I enjoy novel writing, playing guitar and piano, programming, playing RPGs (I'm a big Final Fantasy fan), and meeting new people!
Education & Certification
Undergraduate Degree: University of Maine - Bachelors, English and Philosophy
Graduate Degree: University of Maine - Masters, English
Novel Writing, Programming, Guitar, Piano, MMORPG
What is your teaching philosophy?
Teachers should be as motivated to learn as their students. An important part of the teaching process is learning the characteristics of each student, and then tailoring the lessons to them.
What might you do in a typical first session with a student?
Writing is about the self. Each person must discover his/her own style.
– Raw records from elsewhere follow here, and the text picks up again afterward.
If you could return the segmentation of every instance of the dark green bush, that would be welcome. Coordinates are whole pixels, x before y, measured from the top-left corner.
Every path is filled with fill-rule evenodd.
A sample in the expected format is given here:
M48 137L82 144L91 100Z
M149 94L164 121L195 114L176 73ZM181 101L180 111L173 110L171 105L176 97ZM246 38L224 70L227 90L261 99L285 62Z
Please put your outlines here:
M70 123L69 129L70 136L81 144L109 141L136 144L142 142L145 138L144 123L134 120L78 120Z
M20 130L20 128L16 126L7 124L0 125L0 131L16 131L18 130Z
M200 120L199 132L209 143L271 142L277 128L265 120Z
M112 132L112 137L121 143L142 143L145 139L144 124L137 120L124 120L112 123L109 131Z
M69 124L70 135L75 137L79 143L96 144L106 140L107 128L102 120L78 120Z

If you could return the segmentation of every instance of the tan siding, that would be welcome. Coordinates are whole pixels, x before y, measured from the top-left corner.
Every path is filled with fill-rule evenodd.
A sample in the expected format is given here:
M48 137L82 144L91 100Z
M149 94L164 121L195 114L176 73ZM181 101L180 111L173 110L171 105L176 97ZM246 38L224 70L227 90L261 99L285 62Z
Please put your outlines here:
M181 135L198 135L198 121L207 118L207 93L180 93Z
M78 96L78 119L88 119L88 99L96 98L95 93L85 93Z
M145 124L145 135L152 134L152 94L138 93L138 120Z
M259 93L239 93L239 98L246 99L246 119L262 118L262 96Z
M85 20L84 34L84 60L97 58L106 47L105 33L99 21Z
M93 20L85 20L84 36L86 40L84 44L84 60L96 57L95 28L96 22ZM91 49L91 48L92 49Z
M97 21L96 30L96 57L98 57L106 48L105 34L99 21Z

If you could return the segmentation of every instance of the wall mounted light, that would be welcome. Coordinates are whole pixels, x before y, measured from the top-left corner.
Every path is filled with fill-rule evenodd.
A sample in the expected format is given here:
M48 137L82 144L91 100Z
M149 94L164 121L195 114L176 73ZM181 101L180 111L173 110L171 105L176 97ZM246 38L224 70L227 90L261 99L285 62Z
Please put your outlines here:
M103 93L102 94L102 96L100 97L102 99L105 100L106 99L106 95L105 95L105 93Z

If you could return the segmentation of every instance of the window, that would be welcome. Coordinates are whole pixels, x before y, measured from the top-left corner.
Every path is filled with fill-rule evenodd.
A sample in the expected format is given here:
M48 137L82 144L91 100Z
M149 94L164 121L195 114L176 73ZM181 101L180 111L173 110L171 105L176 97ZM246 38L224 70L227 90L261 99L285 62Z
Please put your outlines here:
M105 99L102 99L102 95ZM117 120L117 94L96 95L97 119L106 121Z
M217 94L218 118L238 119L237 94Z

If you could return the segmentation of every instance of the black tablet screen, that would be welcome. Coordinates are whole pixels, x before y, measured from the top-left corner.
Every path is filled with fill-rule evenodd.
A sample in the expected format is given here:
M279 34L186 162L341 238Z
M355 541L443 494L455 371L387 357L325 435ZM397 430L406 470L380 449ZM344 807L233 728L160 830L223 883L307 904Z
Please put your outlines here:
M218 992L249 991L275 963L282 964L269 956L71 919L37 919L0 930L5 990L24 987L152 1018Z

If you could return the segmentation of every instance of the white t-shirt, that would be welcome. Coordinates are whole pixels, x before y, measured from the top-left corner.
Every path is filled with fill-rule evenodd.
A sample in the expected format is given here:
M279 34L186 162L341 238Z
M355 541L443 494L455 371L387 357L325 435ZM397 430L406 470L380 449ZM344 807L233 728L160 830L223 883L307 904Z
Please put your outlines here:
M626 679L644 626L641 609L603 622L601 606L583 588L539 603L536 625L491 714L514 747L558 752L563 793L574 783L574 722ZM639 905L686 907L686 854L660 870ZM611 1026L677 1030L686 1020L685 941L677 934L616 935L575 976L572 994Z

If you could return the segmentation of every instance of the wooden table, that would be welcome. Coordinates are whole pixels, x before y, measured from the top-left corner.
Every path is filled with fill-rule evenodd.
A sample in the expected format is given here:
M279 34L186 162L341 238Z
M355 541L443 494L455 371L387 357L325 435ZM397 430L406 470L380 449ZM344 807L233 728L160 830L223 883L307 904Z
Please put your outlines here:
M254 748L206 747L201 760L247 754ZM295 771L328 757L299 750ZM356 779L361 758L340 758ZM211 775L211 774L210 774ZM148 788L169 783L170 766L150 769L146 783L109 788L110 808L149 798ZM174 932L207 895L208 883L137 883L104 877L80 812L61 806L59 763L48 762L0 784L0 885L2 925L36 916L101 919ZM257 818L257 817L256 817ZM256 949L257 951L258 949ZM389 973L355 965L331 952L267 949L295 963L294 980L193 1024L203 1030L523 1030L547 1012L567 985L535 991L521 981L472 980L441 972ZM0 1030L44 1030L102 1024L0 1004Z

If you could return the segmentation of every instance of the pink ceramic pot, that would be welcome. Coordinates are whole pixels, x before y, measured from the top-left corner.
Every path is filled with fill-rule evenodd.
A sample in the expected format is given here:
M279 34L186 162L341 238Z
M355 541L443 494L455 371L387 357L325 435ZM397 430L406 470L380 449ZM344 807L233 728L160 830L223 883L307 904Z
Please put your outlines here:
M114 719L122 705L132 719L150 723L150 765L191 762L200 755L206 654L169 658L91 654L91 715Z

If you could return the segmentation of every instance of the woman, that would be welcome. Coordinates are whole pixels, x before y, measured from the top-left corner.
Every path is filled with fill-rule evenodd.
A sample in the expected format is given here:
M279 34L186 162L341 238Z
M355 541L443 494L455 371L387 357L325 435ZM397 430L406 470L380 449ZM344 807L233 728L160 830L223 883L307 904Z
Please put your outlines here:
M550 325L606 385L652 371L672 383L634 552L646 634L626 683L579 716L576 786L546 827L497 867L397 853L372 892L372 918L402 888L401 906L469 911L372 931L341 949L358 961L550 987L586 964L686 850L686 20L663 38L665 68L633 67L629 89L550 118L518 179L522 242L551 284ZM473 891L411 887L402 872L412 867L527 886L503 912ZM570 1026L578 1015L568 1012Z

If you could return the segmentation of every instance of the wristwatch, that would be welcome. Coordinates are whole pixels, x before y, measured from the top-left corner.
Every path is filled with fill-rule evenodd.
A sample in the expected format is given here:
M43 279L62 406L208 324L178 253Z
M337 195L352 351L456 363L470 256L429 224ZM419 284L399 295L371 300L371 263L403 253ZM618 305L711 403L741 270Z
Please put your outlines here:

In the first session with a student, I would try to get to know him/her. I am particularly interested in what intrigues the student. It's much easier to write a strong paper if the topic is something the student cares about.
How can you help a student become an independent learner?
As someone who struggled to compose a novel for many years, the most significant thing I learned is that you need to practice every single day. You simply cannot improve if you aren't trying and making mistakes. Failure is the greatest form of success.
How would you help a student stay motivated?
It's important to understand that "struggling" is merely your brain's way of telling you that you need more practice. It does not reflect your actual competency. Do not be discouraged by failure. Keep practicing!
If a student has difficulty learning a skill or concept, what would you do?
First, I would explain the concept, and then I would ask the student to employ the concept in some manner. If we are discussing thesis statements, I would provide a potential topic and ask the student to compose a thesis statement on that particular topic. I might also provide a concluding statement and ask the student to infer a thesis from that.
How do you help students who are struggling with reading comprehension?
I struggled with writing for a long time, and then I ended up with a Master's in English. The way I improved was to write about things I enjoyed. The same goes for reading. If the student is not familiar with any texts they might enjoy, I would offer some possibilities.
What strategies have you found to be most successful when you start to work with a student?
It's important to understand the idiosyncrasies of each student in order to understand their writing. Everyone has their own syntax, and rather than trying to homogenize everyone's writing, it's best to tailor critiques and suggestions to the individual style of each student.